This past week we explored the process of grief in the context of leaving the religious life. The final stage of grief, Acceptance, can seem a far way off when one is in the deep valley of anger, depression, or denial. Yet it does, and will come to all of us.
Today is Ascension Sunday, the day when Christ, in all His glory, is taken up to heaven to be with His Father. What a contrast to his prior exit from this earth – one of bloody defeat to one of triumphant victory.
Despite the contrast of Christ’s two exits from earth, one aspect remained – His wounds. Why did He keep them? Perhaps it is more than a symbol of what He did for us. Perhaps it is a lesson in suffering – that it has a purpose, that it shapes our identity and our mission in life. Our past wounds, Christ shows, are not to be hidden, but to be a sign of triumph and transformation.
The final stage of Acceptance is not forgetting about our loss, but embracing it as a part of who we are and who we are to become.
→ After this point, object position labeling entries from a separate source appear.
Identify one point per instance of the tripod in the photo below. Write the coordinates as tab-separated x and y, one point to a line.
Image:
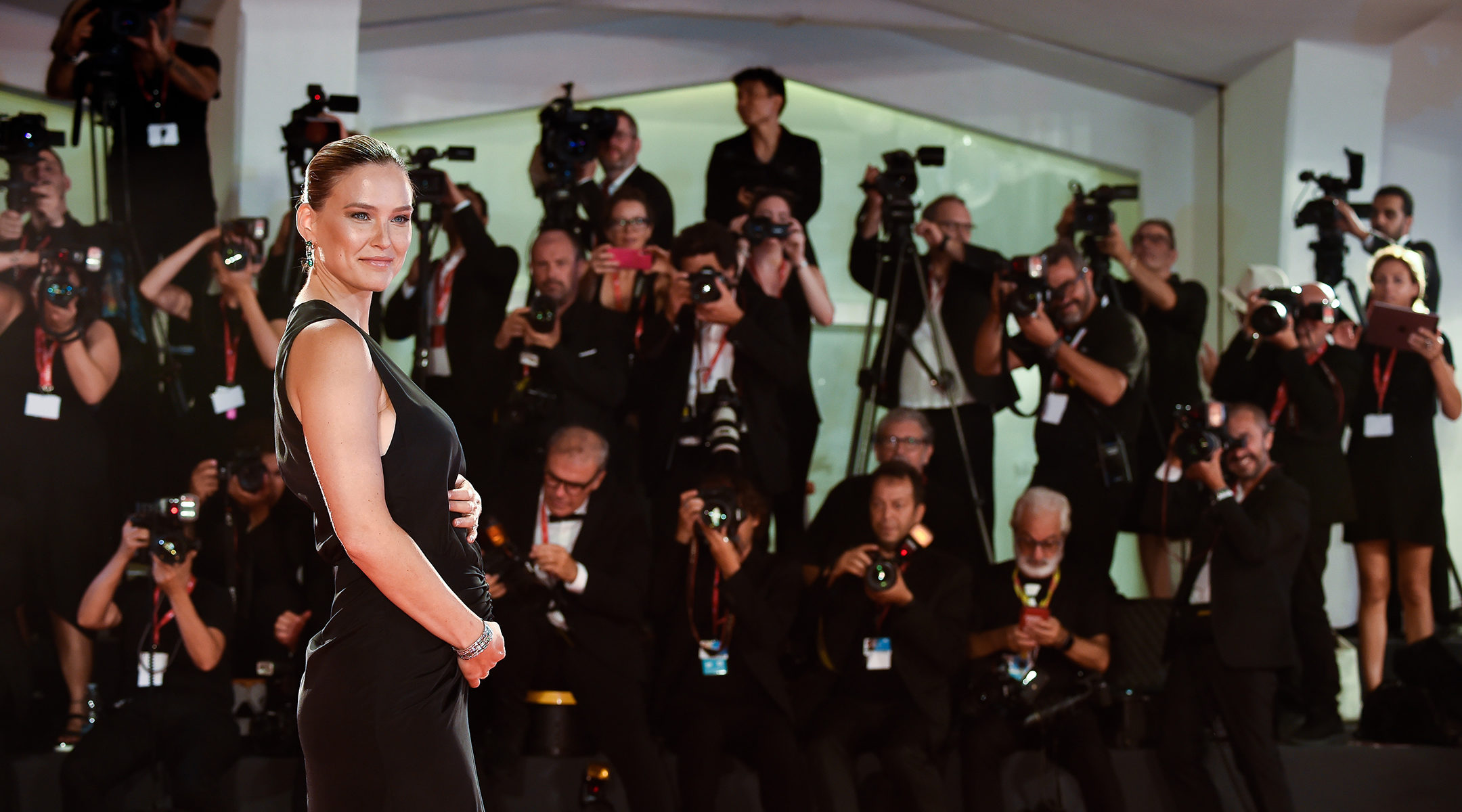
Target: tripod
898	224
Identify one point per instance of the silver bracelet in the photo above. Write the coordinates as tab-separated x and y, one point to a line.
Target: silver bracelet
477	648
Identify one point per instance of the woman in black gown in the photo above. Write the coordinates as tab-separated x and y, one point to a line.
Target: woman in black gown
384	702
1394	464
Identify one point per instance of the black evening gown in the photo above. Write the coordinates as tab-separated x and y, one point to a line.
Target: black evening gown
384	704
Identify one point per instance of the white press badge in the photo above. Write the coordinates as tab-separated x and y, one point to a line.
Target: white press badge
227	398
1379	426
1055	408
152	667
878	653
162	135
43	405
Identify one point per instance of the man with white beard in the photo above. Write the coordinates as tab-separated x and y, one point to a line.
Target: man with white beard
1040	634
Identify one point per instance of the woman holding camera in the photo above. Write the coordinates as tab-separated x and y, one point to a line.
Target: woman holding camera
58	363
234	330
1394	464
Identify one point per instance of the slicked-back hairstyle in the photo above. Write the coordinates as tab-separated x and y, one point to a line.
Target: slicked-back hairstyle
335	160
1398	191
898	471
705	238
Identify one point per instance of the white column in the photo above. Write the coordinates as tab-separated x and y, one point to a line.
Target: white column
271	50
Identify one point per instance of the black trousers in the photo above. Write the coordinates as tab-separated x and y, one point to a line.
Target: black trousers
1073	741
195	738
1199	688
1319	687
753	731
946	465
897	731
611	707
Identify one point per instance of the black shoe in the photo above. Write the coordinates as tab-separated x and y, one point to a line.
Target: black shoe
1319	731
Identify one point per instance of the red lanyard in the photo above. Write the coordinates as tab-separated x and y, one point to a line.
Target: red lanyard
1382	382
1283	396
157	604
230	348
44	360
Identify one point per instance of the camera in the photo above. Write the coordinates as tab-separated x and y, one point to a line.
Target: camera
900	181
1283	302
242	242
761	229
719	510
432	185
1201	432
1031	290
704	288
883	573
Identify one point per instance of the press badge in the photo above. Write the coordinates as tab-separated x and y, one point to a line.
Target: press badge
43	405
1379	426
1055	408
162	135
227	398
878	653
151	668
714	659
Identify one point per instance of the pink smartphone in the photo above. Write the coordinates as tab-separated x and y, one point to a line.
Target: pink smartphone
632	259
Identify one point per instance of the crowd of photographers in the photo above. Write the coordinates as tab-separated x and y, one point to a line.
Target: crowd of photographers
642	428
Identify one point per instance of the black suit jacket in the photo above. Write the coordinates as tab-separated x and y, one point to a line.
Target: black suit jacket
613	545
967	301
766	368
1308	436
794	167
929	635
1256	548
480	290
597	205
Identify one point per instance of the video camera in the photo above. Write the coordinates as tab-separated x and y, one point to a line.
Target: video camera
432	185
242	242
900	181
1202	430
1031	290
883	573
22	137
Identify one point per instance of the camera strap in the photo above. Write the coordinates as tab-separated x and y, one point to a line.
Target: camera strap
44	360
157	604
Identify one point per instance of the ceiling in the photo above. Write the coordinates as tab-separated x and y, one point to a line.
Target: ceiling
1147	49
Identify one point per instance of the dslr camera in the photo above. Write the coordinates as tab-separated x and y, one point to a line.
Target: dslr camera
1201	432
242	242
1283	302
883	573
1031	290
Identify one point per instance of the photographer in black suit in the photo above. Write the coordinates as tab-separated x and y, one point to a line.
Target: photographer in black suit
740	342
726	690
1228	635
573	373
1034	618
893	652
571	580
1306	383
960	275
468	290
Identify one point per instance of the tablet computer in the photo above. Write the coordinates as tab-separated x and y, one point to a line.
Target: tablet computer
1391	325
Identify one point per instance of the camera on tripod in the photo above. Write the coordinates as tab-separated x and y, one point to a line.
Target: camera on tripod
1201	432
242	242
432	185
900	181
22	137
883	573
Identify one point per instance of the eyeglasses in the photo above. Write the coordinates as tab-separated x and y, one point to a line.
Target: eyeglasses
895	441
553	482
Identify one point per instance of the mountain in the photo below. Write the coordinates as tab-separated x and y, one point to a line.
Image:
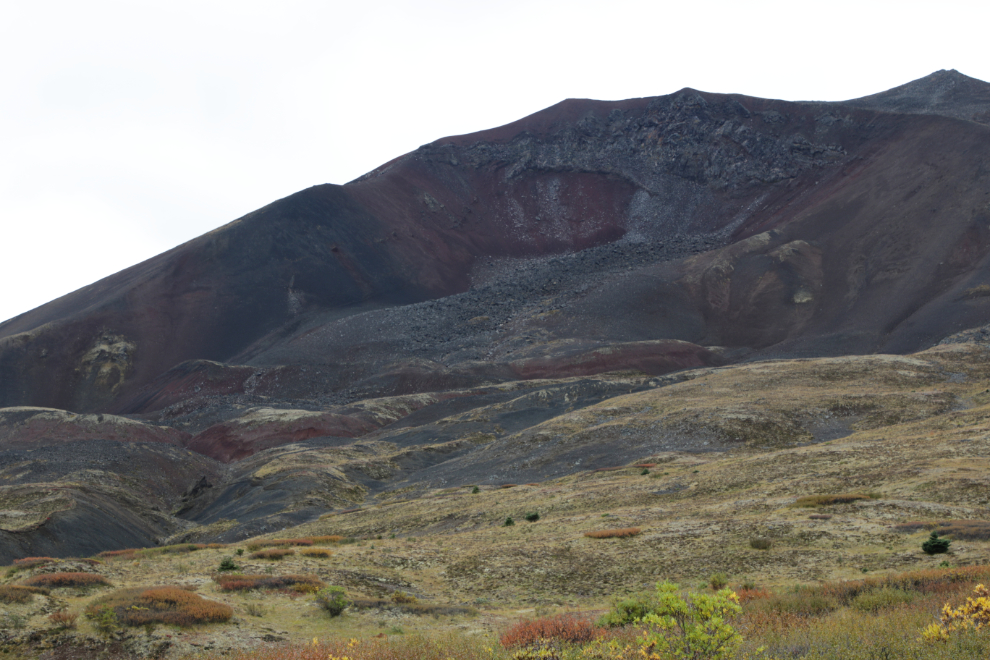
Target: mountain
486	283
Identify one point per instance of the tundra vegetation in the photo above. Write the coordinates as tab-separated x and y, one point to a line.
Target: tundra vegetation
804	548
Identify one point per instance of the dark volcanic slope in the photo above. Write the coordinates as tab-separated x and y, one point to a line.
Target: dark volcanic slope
947	93
349	339
877	226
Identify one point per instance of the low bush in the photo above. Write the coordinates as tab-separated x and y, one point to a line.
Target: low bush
627	611
625	532
882	598
10	594
960	530
418	608
63	619
300	583
333	599
228	564
935	545
827	500
273	555
167	605
59	580
560	628
330	539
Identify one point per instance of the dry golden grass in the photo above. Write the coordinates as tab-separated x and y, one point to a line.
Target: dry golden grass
622	533
298	583
60	580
It was said once that where our wounds are, there is our mission. How paradoxical that sounds. Yet, if you look around, you will find this truth.
By Wendy Macagno
Wendy has received her MA degree in Counseling Psychology from Regis University and her BA in Religious Studies from Benedictine College. She has served her community as a career coach in both the non profit and government sectors.
How very true!
Wendy, I loved what you said in the web-chat about how Our Lord still bore His wounds after His resurrection, but He now glories in them (paraphrased, of course). It was very comforting to think that even if these wounds don’t seem to heal as quickly or as apparently as I would like, that they will not always be a negative thing…in fact, even now they unite me closer to Him. Thank you for sharing your experience with us. I found much encouragement from this recent web-chat.